I direttori del personale non hanno “paura” del salario minimo e al contrario ne colgono le diverse opportunità: il 70% è favorevole alla sua introduzione. Possiamo così sintetizzare il sentiment prevalente dei rispondenti all’indagine promossa dall’Aidp, l’associazione per la direzione del personale, sul tema del salario minimo, divenuto di stretta attualità a seguito della bozza di accordo raggiunta da Consiglio e Parlamento Ue sulla direttiva ad inizio giugno, ma non ancora approvata definitivamente.
Da un lato i risultati dell’indagine evidenziano una sostanziale e diffusa consapevolezza che l’introduzione di tale misura non inciderà negativamente nel nostro sistema di relazioni sindacali: il 74% dei rispondenti, infatti, ritiene che non impatterà sull’aumento del costo del lavoro, oltre l’86% che le relazioni sindacali non verranno indebolite o inasprite e il 66% che la misura non allontanerà le imprese dal contratto nazionale (CCNL).
Dall’altro prevale la convinzione che il salario minimo avrà effetti benefici sui una specifica categoria di lavoratori più deboli e meno qualificati: il 61% ritiene, infatti, che il salario minimo ridurrà la disuguaglianza nei livelli salariali aumentando il salario dei lavoratori meno retribuiti, circa il 71% che ne trarranno beneficio soprattutto i lavoratori meno qualificati e protetti. Da evidenziare, inoltre, che un’elevata percentuale di rispondenti (il 70%) ritiene necessario legare il salario minimo al costo della vita su base regionale.
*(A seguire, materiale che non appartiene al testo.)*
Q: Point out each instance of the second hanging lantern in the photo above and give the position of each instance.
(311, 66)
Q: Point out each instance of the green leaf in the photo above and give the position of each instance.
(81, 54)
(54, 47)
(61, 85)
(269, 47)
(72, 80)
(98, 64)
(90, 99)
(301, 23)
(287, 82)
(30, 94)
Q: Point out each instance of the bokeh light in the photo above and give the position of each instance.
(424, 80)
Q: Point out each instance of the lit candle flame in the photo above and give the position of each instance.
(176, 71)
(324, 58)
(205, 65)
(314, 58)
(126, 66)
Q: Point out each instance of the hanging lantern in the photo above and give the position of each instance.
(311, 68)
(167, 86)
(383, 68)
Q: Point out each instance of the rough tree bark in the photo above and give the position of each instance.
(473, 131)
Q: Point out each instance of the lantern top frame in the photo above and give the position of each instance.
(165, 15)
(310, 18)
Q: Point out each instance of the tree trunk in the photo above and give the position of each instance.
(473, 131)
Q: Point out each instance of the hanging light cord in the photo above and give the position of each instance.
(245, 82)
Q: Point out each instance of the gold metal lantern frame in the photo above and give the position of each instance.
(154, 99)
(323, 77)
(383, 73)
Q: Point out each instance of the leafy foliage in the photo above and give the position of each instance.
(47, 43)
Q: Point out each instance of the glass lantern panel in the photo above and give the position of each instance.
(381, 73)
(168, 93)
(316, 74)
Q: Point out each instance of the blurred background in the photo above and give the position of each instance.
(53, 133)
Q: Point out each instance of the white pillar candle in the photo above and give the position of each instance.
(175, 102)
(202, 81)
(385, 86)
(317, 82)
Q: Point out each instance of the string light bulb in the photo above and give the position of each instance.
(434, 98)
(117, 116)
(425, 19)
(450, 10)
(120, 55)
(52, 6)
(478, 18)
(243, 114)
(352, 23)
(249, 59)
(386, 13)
Questi i dati principali emersi dall’indagine Aidp, a cuihanno risposto circa 600 direttori del personale, curata del Centro Ricerche Aidp guidato dal professor Umberto Frigelli.
“Il punto di partenza di ogni dibattito intorno sul salario minimo deve tener conto della specificità italiana. Parliamo di una lunga storia di relazioni sindacali e di contrattazione e che molti paesi europei hanno in misura minore, che ha coperto, e copre, gran parte del mercato del lavoro con diritti e doveri, compreso ovviamente il tema salariale, regolati dai contratti collettivi nazionali ampiamente diffusi – spiega Matilde Marandola, Presidente Nazionale AIDP –. La vera questione è capire come garantire anche a quella parte minoritaria del nostro sistema che è fuori dai contratti nazionali un’adeguata tutela salariale. In questo senso l’introduzione di una misura che vada in questa direzione come il salario minimo per legge può avere una sua ragion d’essere. La sua introduzione, tuttavia, deve avvenire in modo equilibrato e virtuoso all’interno di un sistema come il nostro in cui il ruolo e la funzione regolatrice delle parti sociali sono largamente estesi”.
Dimissioni volontarie, lavoro nero e reddito di cittadinanza. Dall’indagine emerge una sostanziale neutralità del salario minimo rispetto all’incidenza che potrebbe avere sui diversi capitoli e trend del nostro mercato del lavoro, chiamati in causa dal dibattito pubblico sul tema. Il 72% ritiene che la misura non diminuirà la percentuale di dimissioni volontarie, il 67% che non ci sarà nessun impatto sulla diminuzione del lavoro nero e il 50% che questa soluzione non ridurrà l’accesso al reddito di cittadinanza contro il 32%, invece, che ritiene questa opzione possibile.